2017-02-10*

俞敏洪:我是北大二流畢業生

我是北大二流畢業生

  作者:俞敏洪

  北大一直是我的心靈家園。每到春秋兩季的雨天,我一定會開車到北大,在未名湖邊坐上一兩個小時。學生年代我在未名湖畔孤獨地轉過幾千圈,卻沒有邂逅過一個雨中佳人,所以當我看到北大學生成雙成對從我身旁經過,就有一種欣慰感。還有,新東方的辦公地點最後選擇了中關村最核心的那棟樓,就是為了有時候能看北大一眼,看博雅塔一眼。有關北大的種種美好在我心中留下了不可磨滅的印象。我們這一輩人當時都是背著詩歌長大的,對生命充滿了詩意的渴望。我從小學到高中從來沒有進過班級前20名。我背課文背得慢,但背得慢的好處是忘得也慢。到期末考試的時候,我的同學都要重新背課文,我就不用背,因為每篇課文我都能立馬背出來。在記憶學上有一個原則:速度與遺忘成正比。一篇課文你如果一天背出來了,一個星期後一定會忘記;但是你如果一個星期背出來,可能一年以後才會忘記。

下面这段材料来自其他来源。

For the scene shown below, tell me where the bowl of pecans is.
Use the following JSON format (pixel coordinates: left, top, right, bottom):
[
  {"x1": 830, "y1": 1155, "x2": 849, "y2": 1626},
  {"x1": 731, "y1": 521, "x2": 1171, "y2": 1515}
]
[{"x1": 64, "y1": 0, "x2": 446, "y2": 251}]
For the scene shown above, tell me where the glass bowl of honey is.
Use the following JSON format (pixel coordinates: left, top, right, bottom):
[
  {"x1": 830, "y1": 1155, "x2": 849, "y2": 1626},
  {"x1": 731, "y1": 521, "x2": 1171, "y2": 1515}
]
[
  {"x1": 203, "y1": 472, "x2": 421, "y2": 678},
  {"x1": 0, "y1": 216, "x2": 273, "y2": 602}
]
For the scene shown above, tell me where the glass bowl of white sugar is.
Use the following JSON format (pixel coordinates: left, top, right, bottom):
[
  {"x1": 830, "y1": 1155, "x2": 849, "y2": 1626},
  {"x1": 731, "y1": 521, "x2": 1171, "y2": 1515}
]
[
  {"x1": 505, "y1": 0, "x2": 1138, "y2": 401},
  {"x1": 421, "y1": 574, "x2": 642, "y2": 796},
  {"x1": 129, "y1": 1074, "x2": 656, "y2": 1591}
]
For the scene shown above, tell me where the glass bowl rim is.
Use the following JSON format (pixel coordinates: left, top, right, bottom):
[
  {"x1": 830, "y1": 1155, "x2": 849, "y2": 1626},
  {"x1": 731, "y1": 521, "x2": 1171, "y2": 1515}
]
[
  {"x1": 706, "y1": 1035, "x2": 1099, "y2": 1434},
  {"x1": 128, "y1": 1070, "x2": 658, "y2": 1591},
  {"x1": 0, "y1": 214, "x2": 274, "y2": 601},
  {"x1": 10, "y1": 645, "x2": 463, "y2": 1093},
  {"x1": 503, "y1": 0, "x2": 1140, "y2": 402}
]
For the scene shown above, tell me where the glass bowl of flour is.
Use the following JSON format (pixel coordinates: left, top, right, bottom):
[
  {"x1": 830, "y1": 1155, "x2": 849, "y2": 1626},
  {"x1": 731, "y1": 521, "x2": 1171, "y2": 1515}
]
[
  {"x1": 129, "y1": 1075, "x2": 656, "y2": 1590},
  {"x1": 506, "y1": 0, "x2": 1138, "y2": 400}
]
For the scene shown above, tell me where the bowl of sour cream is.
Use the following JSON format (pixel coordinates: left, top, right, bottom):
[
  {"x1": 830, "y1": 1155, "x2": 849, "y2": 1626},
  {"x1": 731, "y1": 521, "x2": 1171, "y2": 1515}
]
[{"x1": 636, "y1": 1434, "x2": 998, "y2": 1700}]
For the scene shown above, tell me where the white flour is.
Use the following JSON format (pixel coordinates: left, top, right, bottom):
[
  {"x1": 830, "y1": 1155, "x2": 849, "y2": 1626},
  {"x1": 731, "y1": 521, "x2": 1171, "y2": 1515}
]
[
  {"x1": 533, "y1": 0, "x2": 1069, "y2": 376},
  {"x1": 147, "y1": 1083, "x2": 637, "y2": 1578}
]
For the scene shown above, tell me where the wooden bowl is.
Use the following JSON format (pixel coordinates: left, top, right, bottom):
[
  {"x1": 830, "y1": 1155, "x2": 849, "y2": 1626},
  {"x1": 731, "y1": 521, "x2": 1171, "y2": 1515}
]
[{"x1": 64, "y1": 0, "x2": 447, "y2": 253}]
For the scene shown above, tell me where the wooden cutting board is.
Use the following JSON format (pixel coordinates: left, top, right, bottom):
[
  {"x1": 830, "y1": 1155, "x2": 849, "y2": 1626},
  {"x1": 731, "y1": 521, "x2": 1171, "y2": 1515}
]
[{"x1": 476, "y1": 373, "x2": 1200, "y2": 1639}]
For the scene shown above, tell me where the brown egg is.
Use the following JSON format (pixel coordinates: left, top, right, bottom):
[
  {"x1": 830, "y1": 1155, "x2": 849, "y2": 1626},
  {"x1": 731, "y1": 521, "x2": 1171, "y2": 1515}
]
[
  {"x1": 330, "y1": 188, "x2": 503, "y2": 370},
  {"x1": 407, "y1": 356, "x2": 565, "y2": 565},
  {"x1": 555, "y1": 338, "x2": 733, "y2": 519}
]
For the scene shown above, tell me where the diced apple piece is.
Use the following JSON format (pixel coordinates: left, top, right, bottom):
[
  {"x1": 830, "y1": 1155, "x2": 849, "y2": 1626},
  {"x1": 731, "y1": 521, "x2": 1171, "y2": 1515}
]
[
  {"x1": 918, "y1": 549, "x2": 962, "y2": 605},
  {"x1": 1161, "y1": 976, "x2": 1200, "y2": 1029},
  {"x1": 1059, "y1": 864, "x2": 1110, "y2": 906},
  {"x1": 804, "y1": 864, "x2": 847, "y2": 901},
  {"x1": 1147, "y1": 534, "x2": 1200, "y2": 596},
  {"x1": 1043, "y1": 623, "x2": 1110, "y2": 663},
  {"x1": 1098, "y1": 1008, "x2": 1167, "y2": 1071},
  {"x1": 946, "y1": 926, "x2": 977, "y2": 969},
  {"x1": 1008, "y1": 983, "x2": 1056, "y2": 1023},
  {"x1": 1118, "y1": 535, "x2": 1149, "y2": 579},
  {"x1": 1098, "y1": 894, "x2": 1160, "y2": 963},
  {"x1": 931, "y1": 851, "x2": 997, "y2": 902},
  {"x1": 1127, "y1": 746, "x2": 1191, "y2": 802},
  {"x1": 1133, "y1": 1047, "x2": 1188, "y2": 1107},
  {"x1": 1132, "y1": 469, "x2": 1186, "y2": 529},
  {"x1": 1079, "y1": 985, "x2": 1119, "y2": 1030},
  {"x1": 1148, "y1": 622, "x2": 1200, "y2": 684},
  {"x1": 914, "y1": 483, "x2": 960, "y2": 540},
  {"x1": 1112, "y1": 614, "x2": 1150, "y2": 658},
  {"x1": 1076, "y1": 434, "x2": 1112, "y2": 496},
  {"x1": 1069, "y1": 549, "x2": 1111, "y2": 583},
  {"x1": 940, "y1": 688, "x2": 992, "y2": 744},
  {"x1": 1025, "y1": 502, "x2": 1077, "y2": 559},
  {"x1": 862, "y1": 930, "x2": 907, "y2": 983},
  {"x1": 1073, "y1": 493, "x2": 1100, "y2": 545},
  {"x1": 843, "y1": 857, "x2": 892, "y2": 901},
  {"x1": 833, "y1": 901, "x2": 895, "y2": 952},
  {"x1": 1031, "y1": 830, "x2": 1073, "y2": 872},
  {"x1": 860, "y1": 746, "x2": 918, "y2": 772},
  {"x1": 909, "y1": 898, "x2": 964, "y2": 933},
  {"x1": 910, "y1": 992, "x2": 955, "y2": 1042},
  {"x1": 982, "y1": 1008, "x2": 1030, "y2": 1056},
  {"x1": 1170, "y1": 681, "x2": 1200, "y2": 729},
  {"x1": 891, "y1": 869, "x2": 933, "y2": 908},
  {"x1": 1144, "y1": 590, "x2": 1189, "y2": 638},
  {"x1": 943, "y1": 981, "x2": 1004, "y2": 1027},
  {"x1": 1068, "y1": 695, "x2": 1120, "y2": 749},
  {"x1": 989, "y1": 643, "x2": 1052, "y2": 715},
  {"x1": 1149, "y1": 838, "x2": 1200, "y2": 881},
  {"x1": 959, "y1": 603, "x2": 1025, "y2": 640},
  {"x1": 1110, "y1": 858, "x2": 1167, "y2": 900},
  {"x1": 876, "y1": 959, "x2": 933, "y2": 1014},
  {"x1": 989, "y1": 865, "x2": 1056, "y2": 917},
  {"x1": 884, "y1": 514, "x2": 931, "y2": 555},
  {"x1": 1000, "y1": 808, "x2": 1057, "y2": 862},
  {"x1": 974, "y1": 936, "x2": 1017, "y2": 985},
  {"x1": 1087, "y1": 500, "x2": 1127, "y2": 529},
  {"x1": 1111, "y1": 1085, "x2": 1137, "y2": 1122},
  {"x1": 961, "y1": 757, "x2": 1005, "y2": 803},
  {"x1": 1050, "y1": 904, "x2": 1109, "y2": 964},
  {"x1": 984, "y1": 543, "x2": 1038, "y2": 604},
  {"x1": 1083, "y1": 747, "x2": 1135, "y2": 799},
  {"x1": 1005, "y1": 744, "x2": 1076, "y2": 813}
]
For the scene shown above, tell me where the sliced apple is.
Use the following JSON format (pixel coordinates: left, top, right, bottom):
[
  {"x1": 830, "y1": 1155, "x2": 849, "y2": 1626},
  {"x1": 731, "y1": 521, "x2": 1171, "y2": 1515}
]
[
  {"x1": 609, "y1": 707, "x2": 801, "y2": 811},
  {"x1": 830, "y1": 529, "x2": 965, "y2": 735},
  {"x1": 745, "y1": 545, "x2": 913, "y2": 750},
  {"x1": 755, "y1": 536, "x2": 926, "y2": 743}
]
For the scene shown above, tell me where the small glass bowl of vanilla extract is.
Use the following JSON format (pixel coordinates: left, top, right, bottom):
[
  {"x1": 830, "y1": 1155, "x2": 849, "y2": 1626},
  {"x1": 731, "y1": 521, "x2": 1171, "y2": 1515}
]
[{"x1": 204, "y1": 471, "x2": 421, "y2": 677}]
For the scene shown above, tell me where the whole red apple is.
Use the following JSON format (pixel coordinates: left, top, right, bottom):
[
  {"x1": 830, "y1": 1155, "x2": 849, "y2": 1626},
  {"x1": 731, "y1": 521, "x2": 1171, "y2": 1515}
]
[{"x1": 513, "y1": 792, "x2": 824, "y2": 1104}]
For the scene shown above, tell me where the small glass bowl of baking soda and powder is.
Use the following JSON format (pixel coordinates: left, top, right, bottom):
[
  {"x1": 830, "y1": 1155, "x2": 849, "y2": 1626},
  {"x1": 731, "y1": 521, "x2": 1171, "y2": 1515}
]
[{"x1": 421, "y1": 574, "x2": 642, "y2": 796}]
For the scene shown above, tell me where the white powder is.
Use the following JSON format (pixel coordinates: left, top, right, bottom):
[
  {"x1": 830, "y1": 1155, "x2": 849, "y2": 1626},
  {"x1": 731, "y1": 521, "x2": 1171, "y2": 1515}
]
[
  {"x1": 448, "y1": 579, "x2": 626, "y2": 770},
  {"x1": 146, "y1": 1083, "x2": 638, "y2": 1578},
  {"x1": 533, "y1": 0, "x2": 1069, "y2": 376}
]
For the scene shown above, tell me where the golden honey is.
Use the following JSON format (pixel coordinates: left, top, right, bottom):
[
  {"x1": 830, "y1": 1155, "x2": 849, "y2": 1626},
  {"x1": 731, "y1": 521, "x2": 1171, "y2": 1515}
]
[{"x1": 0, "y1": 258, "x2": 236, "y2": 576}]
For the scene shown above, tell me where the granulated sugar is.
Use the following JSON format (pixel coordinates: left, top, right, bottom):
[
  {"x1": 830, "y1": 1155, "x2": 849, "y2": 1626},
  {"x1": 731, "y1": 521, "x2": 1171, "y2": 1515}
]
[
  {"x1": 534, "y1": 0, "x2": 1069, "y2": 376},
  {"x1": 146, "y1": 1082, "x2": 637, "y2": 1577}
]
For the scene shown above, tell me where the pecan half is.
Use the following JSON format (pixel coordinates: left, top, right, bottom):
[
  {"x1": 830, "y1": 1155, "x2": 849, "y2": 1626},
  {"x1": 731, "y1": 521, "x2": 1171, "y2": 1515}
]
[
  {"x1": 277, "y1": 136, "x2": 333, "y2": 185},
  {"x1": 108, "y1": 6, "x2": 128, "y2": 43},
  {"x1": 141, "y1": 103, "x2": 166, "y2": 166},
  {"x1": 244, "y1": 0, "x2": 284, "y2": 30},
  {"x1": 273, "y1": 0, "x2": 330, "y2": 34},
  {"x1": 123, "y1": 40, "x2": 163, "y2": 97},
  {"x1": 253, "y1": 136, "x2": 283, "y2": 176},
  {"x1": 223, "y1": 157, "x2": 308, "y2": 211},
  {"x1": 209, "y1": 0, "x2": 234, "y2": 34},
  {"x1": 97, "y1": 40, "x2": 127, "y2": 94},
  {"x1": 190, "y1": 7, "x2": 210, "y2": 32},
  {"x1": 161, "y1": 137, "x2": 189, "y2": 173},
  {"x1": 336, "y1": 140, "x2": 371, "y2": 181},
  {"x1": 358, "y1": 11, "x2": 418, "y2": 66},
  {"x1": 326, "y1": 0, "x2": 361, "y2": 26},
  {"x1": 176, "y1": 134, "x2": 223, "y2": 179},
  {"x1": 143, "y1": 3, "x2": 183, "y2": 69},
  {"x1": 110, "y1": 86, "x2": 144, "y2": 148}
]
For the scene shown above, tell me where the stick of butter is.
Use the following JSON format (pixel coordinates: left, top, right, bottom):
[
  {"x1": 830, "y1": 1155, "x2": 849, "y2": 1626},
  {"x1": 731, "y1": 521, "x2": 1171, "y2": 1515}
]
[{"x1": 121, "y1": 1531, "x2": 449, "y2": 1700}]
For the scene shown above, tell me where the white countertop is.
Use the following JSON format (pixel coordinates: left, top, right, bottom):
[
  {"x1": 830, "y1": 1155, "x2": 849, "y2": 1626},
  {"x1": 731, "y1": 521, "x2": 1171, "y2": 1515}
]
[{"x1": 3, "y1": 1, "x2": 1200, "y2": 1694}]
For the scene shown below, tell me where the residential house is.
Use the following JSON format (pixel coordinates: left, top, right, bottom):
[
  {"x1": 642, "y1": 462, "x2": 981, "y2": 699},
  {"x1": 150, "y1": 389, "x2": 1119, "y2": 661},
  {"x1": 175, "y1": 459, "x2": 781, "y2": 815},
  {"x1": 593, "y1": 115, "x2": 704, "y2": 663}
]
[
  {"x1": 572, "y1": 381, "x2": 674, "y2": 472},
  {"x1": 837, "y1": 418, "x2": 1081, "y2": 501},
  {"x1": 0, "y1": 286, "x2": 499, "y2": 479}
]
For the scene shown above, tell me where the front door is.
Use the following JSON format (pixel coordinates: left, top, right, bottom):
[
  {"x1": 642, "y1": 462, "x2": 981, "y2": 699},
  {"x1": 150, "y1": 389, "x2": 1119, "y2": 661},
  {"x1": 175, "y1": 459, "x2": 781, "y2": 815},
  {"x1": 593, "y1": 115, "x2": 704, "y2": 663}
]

  但實際上,我在北大一直挺自卑的,從進北大到出北大的11年間,我一直生活在自卑裏。直到離開北大以後,我才發現,北大是我自卑的原因。但是自卑也有好處,在自卑中我學會了兩個本領。第一個是察言觀色的能力,自卑就要看人臉色,因為我不相信自己,總要揣摩別人是怎麽想的,因此看到別人的眼神、動作,我就會琢磨他的心理狀態是什麽。後來我發現,這個用在管理中非常有效,管理中就得揣摩員工想要什麽,要揣摩與員工的關係怎麽發展。這是在北大11年的自卑給我帶來的第一個本領。第二個本領是練就了不把自己當人看的心態。就是因為自卑,所以有了這種坦然的心態。到最後就算我做成事情了,也不會太出格。人最怕的就是飛起來的感覺,你太把自己當人看了,動輒就會得罪人,動不動就會瞧不起周圍的人,有的時候一不小心就會做出格的事情。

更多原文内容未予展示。